A look of disdain crossed Sephone’s face. “Not Siabra ways.”

“Fucking Siabra,” Rychel cursed again. A glob of spit landed on the shoulder of Sephone’s glistening silk gown.

Rychel whirled around and slammed through the doors of the gallery, shoving them open so hard one cracked.

Beside me, Odessa, Hawl, Crescent, and Javer stood very still, watching the queen.
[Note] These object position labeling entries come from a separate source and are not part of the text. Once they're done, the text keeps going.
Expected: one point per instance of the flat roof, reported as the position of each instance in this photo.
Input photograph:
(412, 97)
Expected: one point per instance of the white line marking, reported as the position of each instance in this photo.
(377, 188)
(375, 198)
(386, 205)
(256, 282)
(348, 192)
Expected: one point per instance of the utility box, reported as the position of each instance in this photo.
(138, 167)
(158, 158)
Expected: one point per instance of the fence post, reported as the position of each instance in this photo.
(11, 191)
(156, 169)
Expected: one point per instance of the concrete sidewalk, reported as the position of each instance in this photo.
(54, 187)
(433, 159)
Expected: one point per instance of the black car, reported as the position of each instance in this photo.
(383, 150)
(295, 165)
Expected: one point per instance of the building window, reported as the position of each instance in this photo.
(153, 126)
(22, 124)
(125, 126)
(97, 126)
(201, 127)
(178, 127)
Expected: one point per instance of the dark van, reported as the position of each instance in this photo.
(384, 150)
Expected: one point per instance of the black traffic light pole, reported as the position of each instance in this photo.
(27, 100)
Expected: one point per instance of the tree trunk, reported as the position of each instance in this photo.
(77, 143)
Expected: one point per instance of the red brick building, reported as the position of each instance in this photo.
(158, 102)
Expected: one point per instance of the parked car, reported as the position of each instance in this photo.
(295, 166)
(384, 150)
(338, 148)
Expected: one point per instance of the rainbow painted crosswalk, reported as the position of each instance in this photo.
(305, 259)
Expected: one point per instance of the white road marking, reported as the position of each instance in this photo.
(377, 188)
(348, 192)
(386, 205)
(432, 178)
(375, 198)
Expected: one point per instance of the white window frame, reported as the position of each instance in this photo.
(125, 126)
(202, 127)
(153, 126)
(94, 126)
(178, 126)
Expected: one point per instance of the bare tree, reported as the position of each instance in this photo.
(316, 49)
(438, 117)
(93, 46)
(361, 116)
They would not leave. Though they likely longed to turn away from this horror as much as I did, they would not leave Draven.

And neither would I.

I watched as Erion’s little sister was dragged across the gallery.

More guards had entered. They held back her struggling parents.

The girl’s mother finally escaped the guards’ cruel grasp as she sank to the floor, sobbing in unspeakable pain.

In the cavern below, Erion stood waiting, his face blank as his sacrifice was delivered as easily as Selwyn’s verdantail had been.

Except this was a girl. A Siabra girl.

I wondered if Draven could see what was happening here in the room behind him. Was he beating his fists against the stone wall even now as he realized Erion was going to comply with the mirror’s horrific demand?

Or was he lying prone on the ground, his blood flowing out of him as he took his last breaths?

“He could have said ‘no,’” I said to no one in particular. “Why didn’t he say ‘no’?”

Javer stepped up beside me, squeezing his slender frame in between myself and Odessa.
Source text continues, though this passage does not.